Se trata de una enfermedad poco frecuente y con síntomas poco claros. Así que el diagnóstico no es fácil. Un grupo de más de medio centenar de profesionales se han juntado para analizar más de dos mil casos y, además de artículos en revistas de primer nivel, ha dado como resultado la publicación Avances en sarcoidosis. Uno de sus coordinares es el hasta ahora jefe de Medicina Interna en el Meixoeiro, el doctor Roberto Pérez, que se despide de Vigo para iniciar un nuevo proyecto.

–¿Qué es la sarcoidosis?

–Es una enfermedad que afecta fundamentalmente a los ganglios y al pulmón, pero puede afectar a cualquier órgano del cuerpo y puede generar unos síntomas que no son manifestaciones claras de enfermedad, por lo que se produce retraso en el diagnóstico. Se caracteriza porque se produce una reacción granulomatosa, es decir, un acumulo de células dispuestas de una forma determinada y que van invadiendo distintos órganos, provocando su alteración estructural y funcional. Por ejemplo, en el pulmón afecta a la respiración; en el corazón se produce insuficiencia cardíaca o arritmias; en el cerebro, convulsiones, deterioro cognitivo…

–¿Y tiene cura?

–En un gran porcentaje de pacientes, alrededor de un 50%, evoluciona a la curación de forma espontánea. Otros van a estar estables, no van a progresar hacia afectación funcional de un órgano o sistema.

–¿Cuál es la incidencia?

–Unos 20 casos por cien mil habitantes. Lo importante es que haya unidades de referencia para que tengan la experiencia suficiente y se doten de los medios adecuados para un diagnóstico correcto.

–¿En qué consiste el trabajo que ha coordinado a nivel nacional?

–Recoger un amplio número de pacientes con esta enfermedad y ver cuáles son las manifestaciones clínicas, los métodos diagnósticos, los distintos estadíos evolutivos, los tratamientos y las complicaciones. Los promotores son Manuel Ramos, del Clínic y Pilar Brito, del CIMA.

–¿Por qué lo hicieron?

–Es una enfermedad poco frecuente, pero con gran impacto en la calidad de vida. Además de unos síntomas como cansancio o dolores articulares y musculares, genera inquietud porque no se sabe muy bien cómo va a ser el pronóstico ni cómo va a evolucionar.
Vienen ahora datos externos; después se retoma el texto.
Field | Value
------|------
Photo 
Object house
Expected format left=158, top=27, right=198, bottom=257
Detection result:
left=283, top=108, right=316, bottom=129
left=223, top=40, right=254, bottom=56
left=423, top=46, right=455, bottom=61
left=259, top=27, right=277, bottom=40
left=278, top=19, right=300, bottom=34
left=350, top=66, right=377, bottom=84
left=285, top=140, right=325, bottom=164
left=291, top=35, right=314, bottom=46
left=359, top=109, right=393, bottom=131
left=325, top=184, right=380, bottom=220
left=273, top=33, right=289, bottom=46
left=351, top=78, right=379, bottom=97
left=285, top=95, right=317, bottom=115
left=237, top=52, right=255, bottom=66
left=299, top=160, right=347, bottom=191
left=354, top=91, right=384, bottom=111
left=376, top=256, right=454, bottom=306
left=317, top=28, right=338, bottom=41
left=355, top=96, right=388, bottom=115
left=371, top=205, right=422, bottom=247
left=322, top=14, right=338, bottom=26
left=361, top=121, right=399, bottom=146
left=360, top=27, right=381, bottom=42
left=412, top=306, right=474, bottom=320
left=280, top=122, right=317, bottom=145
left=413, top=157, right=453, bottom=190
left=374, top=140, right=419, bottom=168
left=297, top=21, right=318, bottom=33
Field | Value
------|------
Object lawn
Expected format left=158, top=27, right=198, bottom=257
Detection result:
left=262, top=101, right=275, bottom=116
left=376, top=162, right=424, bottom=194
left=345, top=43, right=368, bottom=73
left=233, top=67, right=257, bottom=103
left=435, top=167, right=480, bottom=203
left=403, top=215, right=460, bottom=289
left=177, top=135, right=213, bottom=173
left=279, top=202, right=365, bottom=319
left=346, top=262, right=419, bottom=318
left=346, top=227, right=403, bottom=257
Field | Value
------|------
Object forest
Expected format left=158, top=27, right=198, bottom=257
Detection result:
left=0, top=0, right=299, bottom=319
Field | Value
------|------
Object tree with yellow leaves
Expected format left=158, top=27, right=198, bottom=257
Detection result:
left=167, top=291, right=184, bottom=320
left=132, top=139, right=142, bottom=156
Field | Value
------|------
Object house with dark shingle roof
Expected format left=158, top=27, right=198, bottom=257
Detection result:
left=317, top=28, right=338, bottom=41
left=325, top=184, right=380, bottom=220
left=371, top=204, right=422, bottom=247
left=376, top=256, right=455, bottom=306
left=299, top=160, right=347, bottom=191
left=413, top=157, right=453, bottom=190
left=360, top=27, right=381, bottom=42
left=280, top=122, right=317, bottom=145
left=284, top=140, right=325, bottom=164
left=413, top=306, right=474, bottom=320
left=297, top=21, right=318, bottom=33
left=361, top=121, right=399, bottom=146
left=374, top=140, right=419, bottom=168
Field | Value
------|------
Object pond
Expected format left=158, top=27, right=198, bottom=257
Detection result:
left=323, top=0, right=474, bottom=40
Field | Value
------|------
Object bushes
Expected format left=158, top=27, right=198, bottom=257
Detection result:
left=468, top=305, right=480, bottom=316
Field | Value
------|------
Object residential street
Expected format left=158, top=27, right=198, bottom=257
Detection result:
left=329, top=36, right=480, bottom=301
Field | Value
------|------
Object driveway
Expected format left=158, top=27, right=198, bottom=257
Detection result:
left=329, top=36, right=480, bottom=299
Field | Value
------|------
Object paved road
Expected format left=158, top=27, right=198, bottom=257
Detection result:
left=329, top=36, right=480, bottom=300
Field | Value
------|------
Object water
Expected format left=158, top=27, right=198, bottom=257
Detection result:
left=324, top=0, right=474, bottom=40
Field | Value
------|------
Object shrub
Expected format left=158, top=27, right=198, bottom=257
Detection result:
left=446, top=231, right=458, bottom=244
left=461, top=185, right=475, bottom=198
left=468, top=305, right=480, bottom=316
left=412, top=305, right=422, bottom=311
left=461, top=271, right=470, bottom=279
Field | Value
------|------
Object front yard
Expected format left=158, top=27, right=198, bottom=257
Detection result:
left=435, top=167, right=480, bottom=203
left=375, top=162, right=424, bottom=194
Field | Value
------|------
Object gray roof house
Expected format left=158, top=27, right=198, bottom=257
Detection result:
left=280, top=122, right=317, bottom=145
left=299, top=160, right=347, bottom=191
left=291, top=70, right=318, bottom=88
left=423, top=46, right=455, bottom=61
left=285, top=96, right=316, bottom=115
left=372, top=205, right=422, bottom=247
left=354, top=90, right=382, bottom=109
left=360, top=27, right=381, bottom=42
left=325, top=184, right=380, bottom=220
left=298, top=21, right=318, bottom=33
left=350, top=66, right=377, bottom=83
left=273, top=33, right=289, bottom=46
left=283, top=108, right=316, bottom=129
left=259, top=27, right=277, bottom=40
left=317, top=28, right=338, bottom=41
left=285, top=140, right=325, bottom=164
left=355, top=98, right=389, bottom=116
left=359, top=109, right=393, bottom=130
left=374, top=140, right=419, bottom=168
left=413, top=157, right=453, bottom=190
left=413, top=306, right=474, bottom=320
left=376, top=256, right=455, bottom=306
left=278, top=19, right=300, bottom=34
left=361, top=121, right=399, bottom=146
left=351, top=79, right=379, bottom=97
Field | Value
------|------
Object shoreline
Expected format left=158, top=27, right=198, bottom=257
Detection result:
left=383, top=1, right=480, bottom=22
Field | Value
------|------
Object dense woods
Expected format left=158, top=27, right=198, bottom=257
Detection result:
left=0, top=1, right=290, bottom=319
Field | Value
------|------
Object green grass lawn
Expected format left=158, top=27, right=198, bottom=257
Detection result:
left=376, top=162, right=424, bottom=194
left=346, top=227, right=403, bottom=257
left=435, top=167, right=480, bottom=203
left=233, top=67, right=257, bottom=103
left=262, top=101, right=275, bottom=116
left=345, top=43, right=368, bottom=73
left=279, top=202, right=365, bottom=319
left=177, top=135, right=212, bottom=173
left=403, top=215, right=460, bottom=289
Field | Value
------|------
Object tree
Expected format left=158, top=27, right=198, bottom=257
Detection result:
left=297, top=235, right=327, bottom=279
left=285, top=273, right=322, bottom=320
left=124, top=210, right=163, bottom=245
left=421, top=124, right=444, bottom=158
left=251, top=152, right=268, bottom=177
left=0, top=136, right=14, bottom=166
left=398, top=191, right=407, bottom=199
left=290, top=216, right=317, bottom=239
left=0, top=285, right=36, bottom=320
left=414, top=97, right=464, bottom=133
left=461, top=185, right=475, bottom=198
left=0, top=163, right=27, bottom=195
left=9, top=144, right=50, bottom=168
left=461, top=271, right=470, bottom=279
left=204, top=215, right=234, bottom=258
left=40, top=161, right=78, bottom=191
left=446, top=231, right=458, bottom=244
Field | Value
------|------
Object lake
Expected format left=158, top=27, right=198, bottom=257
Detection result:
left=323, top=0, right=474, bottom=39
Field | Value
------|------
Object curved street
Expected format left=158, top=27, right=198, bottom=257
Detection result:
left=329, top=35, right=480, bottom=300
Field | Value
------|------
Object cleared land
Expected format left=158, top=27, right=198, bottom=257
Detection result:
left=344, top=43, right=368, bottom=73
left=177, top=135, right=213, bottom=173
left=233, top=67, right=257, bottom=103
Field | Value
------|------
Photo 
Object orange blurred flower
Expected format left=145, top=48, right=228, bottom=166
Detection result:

Muchas veces no hay que hacer un tratamiento agresivo y esa espera genera ansiedad o estrés.

–Con este estudio han conseguido reclutar más de 2.000 casos.

–Es una de las mayores series mundiales, lo que nos permite obtener resultados no solo sobre incidencia y prevalencia, sino conocer manifestaciones típicas y menos comunes en órganos que, si uno no la tiene en su mente, no la va a lograr diagnosticar hasta que no esté muy avanzada. Y podemos generar algoritmos de diagnóstico y de tratamiento.

–¿Aunar a todos estos profesionales estudiando todos estos casos se derivará en más hallazgos?

–Exactamente. Nos ha permitido saber que hay zonas que, según el tipo de trabajo, tienen más prevalencia de sarcoidosis que otra. Por ejemplo, nosotros, que estamos en una zona de canteras, con partículas de sílice. En las zonas contaminadas también hay más casos. Hubo un aumento tras el atentado de las torres gemelas de Nueva York. Uno que hemos vivido ahora es el de un piloto de líneas aéreas que, por productos de desinfección, desarrolló una reacción sarcoidea. Tiene impacto laboral. Además del libro, se han publicado más de 5 artículos en revistas de gran impacto.

–Entonces ,hay un componente que se puede evitar.

Sí, aunque luego hay unos factores genéticos que no.

–¿Cuántos años lleva especializado en sarcoidosis?

–Nunca uno termina de especializarse porque la sarcoidosis nos soprende cada día, es muy variable en sus manifestaciones. Llevamos dedicados al tema el grupo español SARCO-GEAS más de diez años.

–Se acaba de despedir de sus compañeros del Chuvi para empezar un nuevo proyecto.

–He llegado a una edad en la que uno tiene que dejar hueco para la gente joven. Ha surgido otro proyecto interesante que realmente es hacer Medicina Interna, que es lo que me gusta. No quiero estar especializado en una cosa. Quiero ver a la persona de forma integral, que es el lema de la Sociedad Española de Medicina Interna. Una atención más humana y familiar. La gente necesita mucho apoyo con toda esta campaña de autismo que nos ha inducido el virus. Y seguir trabajando en las autoinmunes de una forma más específica. Gracias a todas las personas que han trabajado conmigo y me han facilitado la labor todos estos años.